Is your child more likely to be bitten by the family dog or someone else’s dog? Many parents might assume that most dog attacks occur from either strays or another’s dog because they feel like know their own pet’s behavior.
A new study points out that even man’s best friend can turn on a child or adult under the right circumstances.
The recently published study, in the Journal of Pediatric Surgery, demonstrated that more than 50 percent of the dog-bite injuries treated at Phoenix Children's Hospital came from dogs belonging to an immediate family member.

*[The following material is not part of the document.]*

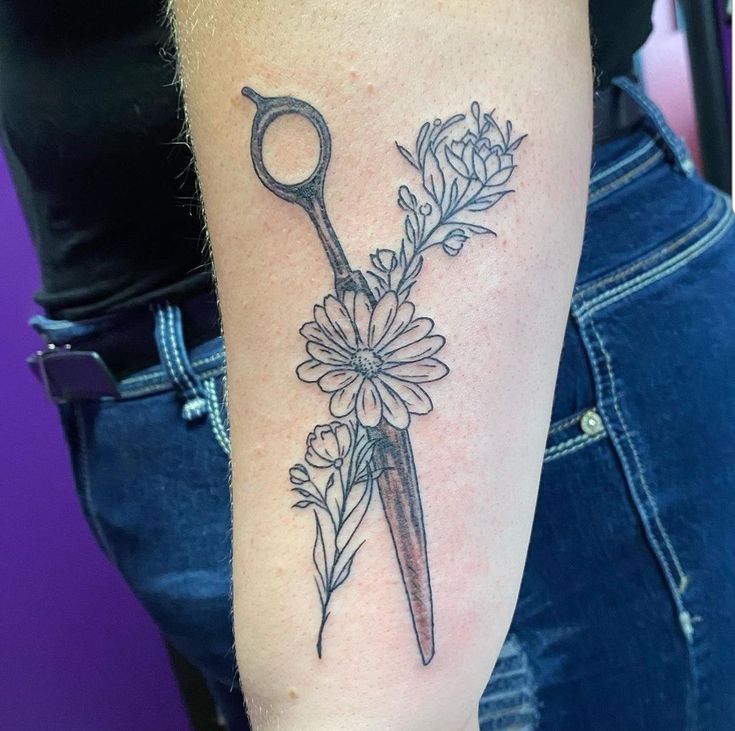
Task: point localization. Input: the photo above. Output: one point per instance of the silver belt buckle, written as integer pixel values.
(68, 374)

The study noted that many times, because a pet is almost considered a family member, parents of young children are too relaxed about the interactions between their children and the family dog, presenting a false sense of safety.
"More than 60 percent of the injuries we studied required an operation," said lead author Dr. Erin Garvey, a surgical resident at Mayo Clinic "While the majority of patients were able to go home the next day, the psychological effects of being bitten by a dog also need to be taken into account."
The retrospective study looked at a 74-month period between 2007 and 2013 in which there were 670 dog-bite injuries treated at Phoenix Children's Hospital. Of those, 282 were severe enough to require evaluation by the trauma team or transportation by ambulance. Characteristics of the most common injuries included:
· Both genders were affected (55 percent male)
· The most common patient age was 5 years, but spanned from 2 months to 17 years
· 28 dog breeds were identified; the most common dog was pit bull
· More than 50 percent of the dogs belonged to the patient's immediate family
· The most common injuries were lacerations (often to the face), but there were also a number of fractures and critical injuries such as severe neck and genital trauma
“The next step is to find out what type of education is needed and for whom - the parents, owners of the dogs and even the kids themselves," explains Dr. Garvey.
The Injury Prevention Center at Phoenix Children's Hospital recommends that families with a dog in the house follow the safety tips below:
· Never leave infants or young children alone with a dog, including the family dog.
· Make sure all dogs in the home are neutered or spayed.
· Take time to train and socialize your dogs.
· Keep dogs mentally stimulated by walking and exercising them.
· Teach children appropriate ways to interact with animals.
A good rule of thumb is to learn how to read your dog’s body language. There are signs a dog will give when they are uncomfortable or are feeling threatened:
· Tensed body
· Stiff tail
· Pulled back head and/or ears
· Furrowed brow
· Eyes rolled so the whites are visible
· Flicking tongue
· Intense stare
· Backing away
Many of the dog’s body signals listed above are the opposite of how humans display fear or irritation, and some are natural body occurrences that have nothing to do with how we react to being threatened – such as yawning, For canines, however, all of the above means - back-off.
One more important note, when putting space between yourself and a dog that might bite, never turn your back on him and run away. A dog's natural instinct will be to chase you.